Federer might not be the favorite, but I fancy his chances are as good as ever. The two second most likely winners are Djokovic and Del Potro. The Djoker has been the third best clay-courter for years, but seems to lack the belief to win a Slam these days and getting into the bad habit of loosing the biggest matches.
Del Potro may grow to become a monster. Whereas Federer has continuously managed to keep Djokovic (yes, he lost that semi after his mono) and Murray at bay, not allowing them to think of themselves champions, he failed to dictate Del Potro.
Last years semis were extremely close between them and if Del Potro's wrist allows him to, he will be the most dangerous challenger to the duopoly. A few outsiders can also make run for the title, but Federer's chances of prevailing are not that slim.
Regardless of the 2008 final and Nadal's continued improvement on grass, this tournament remains Federer's to lose. Aside from a healthy, confident Nadal, only Murray and an outstanding playing Roddick has a legitimate chance for the title. Outsiders could be
Cilic and Del Potro, but I doubt they are ready for the grass. If Federer has already won the French, the pressure will be higher, but doesn't he almost seem to like that?
Both Murray and Roddick has yet to prove that they can take him out in a Slam final (or a semi or a quarter for that matter) and whereas Roddick came as close as anyone, will that Wimbledon defeat, while playing perfect tennis, not rather give him doubts than confidence?
As to Murray, he got outright beaten despite displaying the finest tennis throughout the tournament.

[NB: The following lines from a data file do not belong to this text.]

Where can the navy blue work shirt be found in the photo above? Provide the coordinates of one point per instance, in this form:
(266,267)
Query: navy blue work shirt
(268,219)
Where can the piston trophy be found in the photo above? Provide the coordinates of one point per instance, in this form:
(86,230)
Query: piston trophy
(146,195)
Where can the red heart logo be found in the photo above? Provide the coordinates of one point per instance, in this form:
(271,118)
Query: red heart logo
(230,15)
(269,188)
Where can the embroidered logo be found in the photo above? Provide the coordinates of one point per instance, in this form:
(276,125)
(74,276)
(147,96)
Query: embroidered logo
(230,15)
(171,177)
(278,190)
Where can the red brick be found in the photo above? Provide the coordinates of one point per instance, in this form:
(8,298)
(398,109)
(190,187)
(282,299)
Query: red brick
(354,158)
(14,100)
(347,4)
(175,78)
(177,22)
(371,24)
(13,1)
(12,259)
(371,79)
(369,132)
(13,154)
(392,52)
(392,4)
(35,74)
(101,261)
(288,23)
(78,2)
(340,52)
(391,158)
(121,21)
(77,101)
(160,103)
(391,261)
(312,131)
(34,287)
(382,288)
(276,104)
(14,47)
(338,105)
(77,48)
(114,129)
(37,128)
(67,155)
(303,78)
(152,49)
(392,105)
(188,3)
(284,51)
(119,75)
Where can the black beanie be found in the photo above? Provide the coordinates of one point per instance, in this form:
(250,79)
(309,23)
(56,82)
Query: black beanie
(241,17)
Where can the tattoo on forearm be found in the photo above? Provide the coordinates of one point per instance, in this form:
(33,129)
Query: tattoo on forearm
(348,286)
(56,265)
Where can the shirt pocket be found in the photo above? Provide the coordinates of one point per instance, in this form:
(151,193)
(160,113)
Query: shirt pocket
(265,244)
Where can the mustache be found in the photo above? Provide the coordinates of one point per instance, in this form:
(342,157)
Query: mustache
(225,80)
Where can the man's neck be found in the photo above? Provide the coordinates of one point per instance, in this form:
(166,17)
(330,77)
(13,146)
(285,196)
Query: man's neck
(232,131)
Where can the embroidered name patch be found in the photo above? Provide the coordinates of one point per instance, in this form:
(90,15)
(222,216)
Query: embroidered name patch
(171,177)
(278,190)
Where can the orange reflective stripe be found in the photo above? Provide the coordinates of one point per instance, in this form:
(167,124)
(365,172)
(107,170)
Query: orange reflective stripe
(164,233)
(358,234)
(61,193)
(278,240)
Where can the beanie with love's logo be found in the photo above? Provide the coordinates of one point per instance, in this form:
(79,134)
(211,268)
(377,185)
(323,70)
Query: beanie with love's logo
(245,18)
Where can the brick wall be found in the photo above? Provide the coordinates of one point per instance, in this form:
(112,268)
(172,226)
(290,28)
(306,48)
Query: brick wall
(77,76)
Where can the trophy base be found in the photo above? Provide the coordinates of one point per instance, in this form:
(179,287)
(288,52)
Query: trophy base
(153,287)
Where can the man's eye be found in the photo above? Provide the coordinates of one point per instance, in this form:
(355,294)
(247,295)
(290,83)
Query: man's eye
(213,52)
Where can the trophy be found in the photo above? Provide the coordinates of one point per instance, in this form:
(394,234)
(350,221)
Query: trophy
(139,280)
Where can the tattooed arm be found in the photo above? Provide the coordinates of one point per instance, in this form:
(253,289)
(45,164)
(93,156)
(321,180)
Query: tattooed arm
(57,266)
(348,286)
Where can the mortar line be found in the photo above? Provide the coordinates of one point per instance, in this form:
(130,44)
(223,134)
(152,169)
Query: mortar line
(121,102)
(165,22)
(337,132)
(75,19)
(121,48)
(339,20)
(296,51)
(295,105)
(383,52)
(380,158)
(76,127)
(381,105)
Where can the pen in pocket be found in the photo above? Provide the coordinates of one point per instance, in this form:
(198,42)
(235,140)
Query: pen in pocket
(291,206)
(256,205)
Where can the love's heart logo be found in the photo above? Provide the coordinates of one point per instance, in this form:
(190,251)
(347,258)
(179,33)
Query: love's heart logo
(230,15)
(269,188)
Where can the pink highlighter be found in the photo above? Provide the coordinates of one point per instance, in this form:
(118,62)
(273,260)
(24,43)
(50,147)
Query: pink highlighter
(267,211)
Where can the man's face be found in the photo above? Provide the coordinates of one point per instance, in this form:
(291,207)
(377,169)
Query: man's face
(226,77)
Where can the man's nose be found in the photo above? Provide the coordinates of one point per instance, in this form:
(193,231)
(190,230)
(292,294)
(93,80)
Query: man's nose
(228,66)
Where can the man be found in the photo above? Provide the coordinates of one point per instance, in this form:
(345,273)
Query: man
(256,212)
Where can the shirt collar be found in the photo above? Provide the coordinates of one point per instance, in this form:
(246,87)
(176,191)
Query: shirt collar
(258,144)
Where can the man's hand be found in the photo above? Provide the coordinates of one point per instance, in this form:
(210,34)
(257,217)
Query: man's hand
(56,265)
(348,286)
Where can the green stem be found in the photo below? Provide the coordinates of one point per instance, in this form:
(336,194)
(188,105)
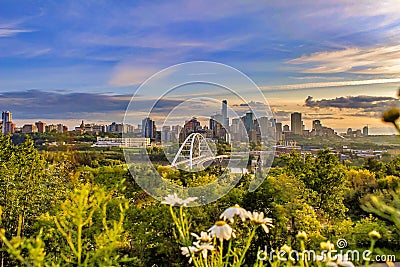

He learned once again that meeting Federer outside a Slam is an entirely different experience than within. That leaves Nadal, who is certainly a legitimate contender if
his body holds up to it. But does it? We don't know yet.
Odds are on Federer.
Assuming Federer now has three in the bag, let's move on to the final Slam of the year.
The media, the fans, the pundits would have gone crazy for months on end. Few, if any, would still doubt his GOAT status and a win here would convince the last sceptics around. It would add that last cherry to an already mind-boggling resume. The pressure would be enormous, yet Federer might be one of the few people around, who can handle and
strive on it.
That said, the Flushing Meadows is the Slam with the most contenders of the remaining three. Given Federer's records here, his Slam records, his semifinal- and final-streak and, we imagine, the confidence of having won the other three Slams, he would be the favorite heading into the tournament.
There are so many players, who have a perfect game for the Flushing Meadows. Del Potro, Murray, a matured Cilic, Djokovic, Tsonga, Roddick, Davydenko, Söderling plus outsiders. But again, Del Potro aside, no one in this group has proven that they can handle Federer in a Slam, not least a Federer biding for the ultimate glory.
Obviously, they do stand a chance, but it is just a lot easier to beat Federer in a Slam,
when you already know you can. Tennis is a confidence game, especially in the biggest moments.
That brings us to Nadal.
Though Nadal's game is far from perfect for the fast Flushing Meadows, one should never underestimate him and count him out beforehand. After all, in this scenario he would have the chance of getting a career Grand Slam and at the same time preventing his fiercest rival from getting his Calendar Slam.
Though I doubt that there is anything but respect between these two great players, I also doubt that this scenario wouldn't get Nadal extra motivated to win it and spoil the coronation.
Let's wait and see what happens. The chance for the Calendar Slam is there, though admittedly very slim in one of the toughest top 10 and top 20 in recent years. But one year can certainly change the prospects.
As can one tournament.
Not too long ago, many predicted that this year would have four different slams winners. That may still happen. But one man may also end up with all of them.